Bioshock takes place in 1960, in the utopian city of Rapture. Created by one man’s visions about a perfect society, where every man and woman owns himself, where petty politics and economy won’t corrupt the people. The key point? It’s completely under water. Like a living, breathing Atlantis it stands on the seabed in the Atlantic Ocean, housing thousands of inhabitants.
One night, an airplane crashes into the Atlantic Ocean, and as the lone survivor, you find yourself stranded by a lone Lighthouse. Entering it, you find a bathysphere that takes you on a descent into Rapture, the best city on earth.
But something is wrong in the once idyllic city of Rapture. Deformed, hideous mutated beings run rampart throughout the cities, the population is nowhere to be seen, and the city is falling apart bit by bit both internally and externally, with evidences of a power struggle that has destroyed the city. Soon, your trip to Rapture becomes a fight for survival.
The story of Rapture is fantastic. Hands down, this is one of the best stories and presentations in a FPS game to date. As you venture through Rapture, you’ll gradually piece together it’s past and what caused it to destroy itself, while at the same time getting plenty of twists that are highly effective and surprisingly stunning revelations. Coupled with the morality issues you face throughout the game, Bioshock takes a hold of you psychologically and doesn’t let go, even after completing the game.
As well as being a well told story with great characters, setting and events, Bioshock also manages to be quite disturbing. It creeps into your head and heart and doesn’t let go. It’s the small things that makes this game so exceptionally creepy. A woman’s dead body can be found..just near a cute teddy bear. A dead couple lies together on a bed with a picture of their lost daughter. Pictures spread around displaying various attempts to improve the human nature..and to remove it’s symmetry can be found. The details are astounding, and helps immerse you into the game, and just like a great game should do, it changes you. Bioshock is an experience, that after 10 hours I find myself extremely happy to have experienced.At it’s core, Bioshock is a standard FPS game. However, it does have a few twists and turns that lifts it up above most other games.

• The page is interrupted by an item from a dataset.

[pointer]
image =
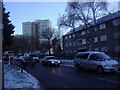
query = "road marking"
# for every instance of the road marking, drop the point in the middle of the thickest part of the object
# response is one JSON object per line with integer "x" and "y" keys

As any normal FPS game, you’ll get your standard weapons, including the blunt melee weapon, the accurate but weak pistol, the powerful shotgun, the weaker machinegun, the Grenade Launcher and so on. These can be modified with several types of ammo (for example, you can change to special anti-personnel ammo for the pistol, or heat-seeking rockets for the grenade launcher) It is advisable that you learn to use these weapons well, as they are weak and good against various types of enemies, and they also work differently with various types of Plasmids (they being power-ups that will genetically modify you in all kinds of ways).
Bioshock is one game that lives up to the hype. It only has one flaw, which is that it sometimes becomes a little stale at a few points, but it always picks back up. There’s not much else to say about the game than I haven’t already said. It looks fantastic. It sounds fantastic. It plays fantastic. The combat with the huge amount of plasmids and weapons makes combat incredibly fun and varied. The game is pretty much everything it could be and exceeds it and will remain one of the great new classics of gaming.